É interessante, justamente, como o filme retrata a relação entre as mulheres brancas e as negras, esses dois grupos historicamente oprimidos, mas que, apesar de pertencerem ao mesmo gênero, a condição da cor sempre as têm colocado em patamares desiguais de opressão, até os dias atuais.

Vívian (Kirsten Dunst) é o desenho real dessa hierarquia enraizada no imaginário das mulheres brancas, que se creem superior às negras. Ela, apesar de sentir na pele a diminuição e discriminação no trabalho, por ser mulher, não deixa de operar no mesmo caminho com Dorothy. E essa questão é tão forte que, ao comentar com Dorothy que não teria nada contra ela, esta responde “Eu sei que você provavelmente acredita nisso”. O racismo, na nossa cultura, é tão complexo que muitos de nós, de fato, acreditamos nisso.

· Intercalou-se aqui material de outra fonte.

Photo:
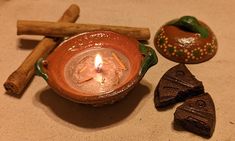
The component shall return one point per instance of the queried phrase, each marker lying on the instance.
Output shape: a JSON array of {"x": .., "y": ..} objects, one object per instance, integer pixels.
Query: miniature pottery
[
  {"x": 186, "y": 40},
  {"x": 53, "y": 68}
]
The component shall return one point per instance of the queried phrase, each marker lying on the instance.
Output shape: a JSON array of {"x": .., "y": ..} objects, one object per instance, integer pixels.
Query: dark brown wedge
[
  {"x": 177, "y": 84},
  {"x": 197, "y": 115}
]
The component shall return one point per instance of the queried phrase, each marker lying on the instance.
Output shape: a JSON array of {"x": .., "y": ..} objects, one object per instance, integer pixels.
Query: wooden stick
[
  {"x": 18, "y": 80},
  {"x": 68, "y": 29},
  {"x": 119, "y": 61}
]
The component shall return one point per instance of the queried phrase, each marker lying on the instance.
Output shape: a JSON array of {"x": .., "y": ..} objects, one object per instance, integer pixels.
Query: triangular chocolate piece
[
  {"x": 197, "y": 115},
  {"x": 176, "y": 84}
]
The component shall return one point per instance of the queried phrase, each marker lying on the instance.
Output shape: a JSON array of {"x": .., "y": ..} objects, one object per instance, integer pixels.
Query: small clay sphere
[{"x": 186, "y": 40}]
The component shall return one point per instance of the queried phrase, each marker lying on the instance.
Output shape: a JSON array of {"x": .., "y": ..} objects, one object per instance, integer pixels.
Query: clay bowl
[{"x": 52, "y": 68}]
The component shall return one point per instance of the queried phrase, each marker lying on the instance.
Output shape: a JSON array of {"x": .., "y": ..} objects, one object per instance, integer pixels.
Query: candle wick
[{"x": 99, "y": 68}]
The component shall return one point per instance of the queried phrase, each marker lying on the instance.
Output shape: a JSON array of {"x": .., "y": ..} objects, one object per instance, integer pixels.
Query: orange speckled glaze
[{"x": 179, "y": 45}]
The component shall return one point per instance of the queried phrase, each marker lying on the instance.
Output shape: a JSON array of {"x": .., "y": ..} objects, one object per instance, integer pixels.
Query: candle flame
[{"x": 98, "y": 62}]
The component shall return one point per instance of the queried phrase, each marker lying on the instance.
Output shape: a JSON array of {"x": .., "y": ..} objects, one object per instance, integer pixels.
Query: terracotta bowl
[{"x": 140, "y": 57}]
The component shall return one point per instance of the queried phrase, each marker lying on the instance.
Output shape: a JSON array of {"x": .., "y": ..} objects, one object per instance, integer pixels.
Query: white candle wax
[{"x": 83, "y": 74}]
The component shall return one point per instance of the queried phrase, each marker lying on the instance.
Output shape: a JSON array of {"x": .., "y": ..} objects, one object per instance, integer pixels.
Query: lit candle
[
  {"x": 97, "y": 70},
  {"x": 98, "y": 63}
]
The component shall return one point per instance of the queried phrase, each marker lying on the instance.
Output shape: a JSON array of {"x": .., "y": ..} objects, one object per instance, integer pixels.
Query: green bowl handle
[
  {"x": 39, "y": 69},
  {"x": 150, "y": 59}
]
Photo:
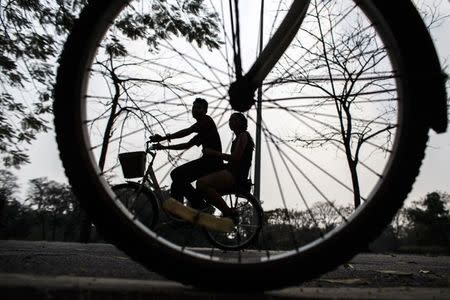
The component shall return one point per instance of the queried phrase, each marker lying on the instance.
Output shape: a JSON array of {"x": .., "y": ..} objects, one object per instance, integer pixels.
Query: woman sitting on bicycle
[{"x": 226, "y": 181}]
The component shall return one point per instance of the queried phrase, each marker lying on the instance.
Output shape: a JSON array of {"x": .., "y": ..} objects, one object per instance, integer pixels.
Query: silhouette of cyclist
[{"x": 208, "y": 137}]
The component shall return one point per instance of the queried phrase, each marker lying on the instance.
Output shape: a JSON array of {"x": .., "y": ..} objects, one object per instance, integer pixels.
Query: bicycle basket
[{"x": 133, "y": 164}]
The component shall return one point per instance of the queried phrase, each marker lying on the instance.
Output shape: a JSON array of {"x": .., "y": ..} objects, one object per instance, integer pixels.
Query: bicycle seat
[{"x": 243, "y": 188}]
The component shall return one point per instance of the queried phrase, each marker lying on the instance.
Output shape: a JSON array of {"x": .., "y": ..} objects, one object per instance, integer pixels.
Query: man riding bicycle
[{"x": 208, "y": 137}]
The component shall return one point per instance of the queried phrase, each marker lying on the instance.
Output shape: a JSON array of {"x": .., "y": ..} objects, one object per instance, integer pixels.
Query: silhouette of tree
[
  {"x": 347, "y": 67},
  {"x": 430, "y": 219},
  {"x": 31, "y": 35},
  {"x": 52, "y": 201},
  {"x": 14, "y": 218}
]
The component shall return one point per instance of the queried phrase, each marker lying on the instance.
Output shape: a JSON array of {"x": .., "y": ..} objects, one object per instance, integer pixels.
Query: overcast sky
[{"x": 434, "y": 175}]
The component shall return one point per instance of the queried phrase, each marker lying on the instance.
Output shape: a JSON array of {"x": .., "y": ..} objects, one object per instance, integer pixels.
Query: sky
[{"x": 434, "y": 174}]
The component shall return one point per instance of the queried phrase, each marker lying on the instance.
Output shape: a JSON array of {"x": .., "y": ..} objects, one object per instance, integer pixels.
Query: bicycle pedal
[{"x": 197, "y": 217}]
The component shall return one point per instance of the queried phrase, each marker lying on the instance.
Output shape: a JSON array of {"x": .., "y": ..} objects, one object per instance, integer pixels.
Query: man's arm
[
  {"x": 181, "y": 146},
  {"x": 177, "y": 135}
]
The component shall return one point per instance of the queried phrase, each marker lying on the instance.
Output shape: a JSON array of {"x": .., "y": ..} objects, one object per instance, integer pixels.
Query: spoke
[
  {"x": 306, "y": 177},
  {"x": 235, "y": 27},
  {"x": 310, "y": 161},
  {"x": 295, "y": 114},
  {"x": 281, "y": 153},
  {"x": 194, "y": 68},
  {"x": 280, "y": 189},
  {"x": 175, "y": 69},
  {"x": 141, "y": 129}
]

A segunda pulguinha atrás da orelha começa a saltitar quando alguns elementos do roteiro parecem exagerar o heroísmo dos brancos, e é aqui o incômodo principal. É um tanto claro que, para que as protagonistas alcançassem o êxito, mesmo com todo empenho, foi necessário que os brancos fizessem certas concessões (sem querer, com esse afirmação, negar a autonomia da luta do povo negro). Nesta história em particular, o cientista Al Harrison defendeu os direitos de Katherine e, de certo modo, deu o devido reconhecimento a seu trabalho. Porém, o filme abusa da escolha de reiterar os olhares de surpresa dos cientistas brancos, acompanhados de musiquinhas instrumentais ao fundo, formato que acaba se tornando maçante.

Em certo momento, Harrison passa o bastão (um piloto de lousa, especificamente) para Katherine. Nada demais, exceto por essa passagem acontecer em um close (com musiquinha, claro!). Poucos minutos depois, em outro close, Vivian entrega a Dorothy a pasta em que recebe o título de coordenadora. Essas “passagens de bastões” (dos brancos aos negros) em primeiros planos são, sem dúvidas, desnecessárias.

A história ocultou suas identidades e nos privou do direito de conhecê-las, do direito de saber que (nós, mulheres) não cabemos em nenhum limite, em nenhum padrão ou em nenhum tipo de prisão que o patriarcado nos impõe e nos impôs sempre. Nós (as mulheres) levamos os homens para o espaço!

Assim, não dá pra negar que Estrelas Além do Tempo tem o mérito de uma obra de urgência, necessária, que traz à tona a voz, o pioneirismo e a importância dessas heroínas.  É muito forte vibrar a cada vitória delas. O filme retrata, ainda, muito bem a realidade hostil de poucas décadas atrás. Ainda que, no fundo, muitos aspectos do filme acabam se encaixando na máxima “filme para branco ver“, não chega ao ponto de ser um Histórias Cruzadas  no Espaço (como brincou a atriz Leslie Jones). Ele cumpre bem essa responsabilidade e não perde, de todo, a mão na representatividade e no cuidado com as personagens. Merece (e precisa) ser visto.